- My youngest daughter received her second vaccination last week and is finally fully vaccinated.
- I feel like I’ve been waiting an eternity for this moment, and I don’t know where to go from here.
- I don’t know what our limits are now, but we are ready to do more.
Last week my youngest daughter got her second shot of Moderna’s Covid19 vaccine. We are now a fully vaccinated family, a statement that feels surreal when you apply words.
We waited forever, but our chance to make her appointment came abruptly and I didn’t hesitate for a moment. Unlike the other chaotic moments during this pandemic, I was not skeptical or confused. I had no difficult options to weigh. There were no options, only memories of 2 and years leading up to a decision.
COVID has determined her life
I remember the details – too many. COVID has framed too many moments from her little life: the last day of daycare, her all-important naps, her first steps—an ominous delight, her first time in a mask, her difficult transitions with new people. Always the threat of disease hung low as a cloud – if not directly, then indirectly from the impact on how we raised through constant tests of our fortitude.
As a mother in this family, I find it difficult to move on.
I am grateful that I have had the combination of privilege and luck to protect my children, but I am deeply troubled by how many people would not even try for us. Like we’re buzzkills, energy suckers, more examples of millennials working their way through adulthood, every “once-in-a-lifetime” challenge at a time.
We also longed for normality. We also wanted it to be over.
Parents of small children felt abandoned
The pandemic is not over yet.

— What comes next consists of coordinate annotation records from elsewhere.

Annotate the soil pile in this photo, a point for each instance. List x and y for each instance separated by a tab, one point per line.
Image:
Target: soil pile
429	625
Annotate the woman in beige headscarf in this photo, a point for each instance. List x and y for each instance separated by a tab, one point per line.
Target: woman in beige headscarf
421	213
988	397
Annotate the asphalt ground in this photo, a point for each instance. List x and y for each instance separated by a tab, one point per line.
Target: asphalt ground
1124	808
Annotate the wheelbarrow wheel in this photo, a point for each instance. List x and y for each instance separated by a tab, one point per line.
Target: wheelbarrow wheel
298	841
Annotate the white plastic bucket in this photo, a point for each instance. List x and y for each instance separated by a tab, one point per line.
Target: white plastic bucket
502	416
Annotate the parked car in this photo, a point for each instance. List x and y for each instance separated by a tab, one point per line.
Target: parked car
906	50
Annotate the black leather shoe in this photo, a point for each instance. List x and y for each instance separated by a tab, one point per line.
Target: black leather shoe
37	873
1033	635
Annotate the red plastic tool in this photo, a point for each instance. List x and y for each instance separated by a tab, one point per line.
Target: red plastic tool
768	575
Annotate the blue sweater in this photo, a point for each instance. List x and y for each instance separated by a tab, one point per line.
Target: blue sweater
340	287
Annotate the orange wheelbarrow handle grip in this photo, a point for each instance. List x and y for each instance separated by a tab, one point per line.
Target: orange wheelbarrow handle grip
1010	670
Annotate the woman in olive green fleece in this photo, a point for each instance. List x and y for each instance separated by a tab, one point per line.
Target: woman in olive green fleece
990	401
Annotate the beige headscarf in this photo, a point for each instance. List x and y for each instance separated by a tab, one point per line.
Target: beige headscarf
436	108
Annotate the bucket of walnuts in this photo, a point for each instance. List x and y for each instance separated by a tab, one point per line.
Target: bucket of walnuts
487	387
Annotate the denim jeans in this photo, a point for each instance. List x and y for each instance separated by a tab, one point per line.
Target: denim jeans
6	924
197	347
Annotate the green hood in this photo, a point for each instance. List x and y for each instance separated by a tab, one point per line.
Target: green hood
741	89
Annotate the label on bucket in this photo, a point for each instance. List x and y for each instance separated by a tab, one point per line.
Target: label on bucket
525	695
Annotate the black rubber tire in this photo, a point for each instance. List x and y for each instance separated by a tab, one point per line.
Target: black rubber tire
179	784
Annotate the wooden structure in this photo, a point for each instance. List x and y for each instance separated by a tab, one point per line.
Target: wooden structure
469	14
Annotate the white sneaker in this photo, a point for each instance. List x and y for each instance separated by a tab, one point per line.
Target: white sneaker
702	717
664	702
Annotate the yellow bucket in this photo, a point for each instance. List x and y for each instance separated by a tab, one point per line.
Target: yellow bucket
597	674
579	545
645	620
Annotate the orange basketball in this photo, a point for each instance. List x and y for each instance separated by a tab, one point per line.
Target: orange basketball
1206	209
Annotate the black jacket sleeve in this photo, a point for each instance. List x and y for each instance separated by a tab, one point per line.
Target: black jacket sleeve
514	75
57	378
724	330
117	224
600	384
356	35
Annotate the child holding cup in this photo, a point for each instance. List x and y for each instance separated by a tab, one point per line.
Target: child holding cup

To draw that conclusion is a results-oriented cop-out of the kind that has made us, the parents of small children, feel minimized for the past 2 and a half years.
I was stunned last summer when the Biden administration declared victory over COVID, digital confetti flying over our phones as mask mandates were lifted across the country with little concrete information about when our kids would get their shots.
The “back to office” story — still with no option to vaccinate our children — sprang from the same effort to prioritize economic incentives over the American family. Both could have been achieved if our schools had had the support they needed to operate safely and continuously, but that was not the case.
The truth is that I often felt like a burden to society, and as if our children were a burden. We felt tolerated rather than supported by leaders, colleagues, and sometimes even our loved ones. It is difficult to rebuild trust from there. So now that the whole family is invited to the party, is there anything left to celebrate?
I don’t know what our limits are anymore
My whole family is now vaccinated. Right now we have a ‘before’ and an ‘after’ that revolves around this fact, this moment and everything that happens after that.
Our behavior changes: we let go. I don’t remember what our limits are, but I have to give us every opportunity to expand them. If not, I will hold onto my fear and resentment forever, or worse, force more of it on my children.
They have lived under these boundaries and rules with only a scant understanding of why we had them for a long time. My girls should see the insides of more stores, play at more friends’ homes, and take the train to a new place. But the shift is greater than what they can or cannot do. I try to give them back something they may not even realize they’ve lost, or in the case of my youngest, something she never had: her full childhood.
Now that we’re here, I want them to wish, hope, and believe. Because maybe if they do, I will too.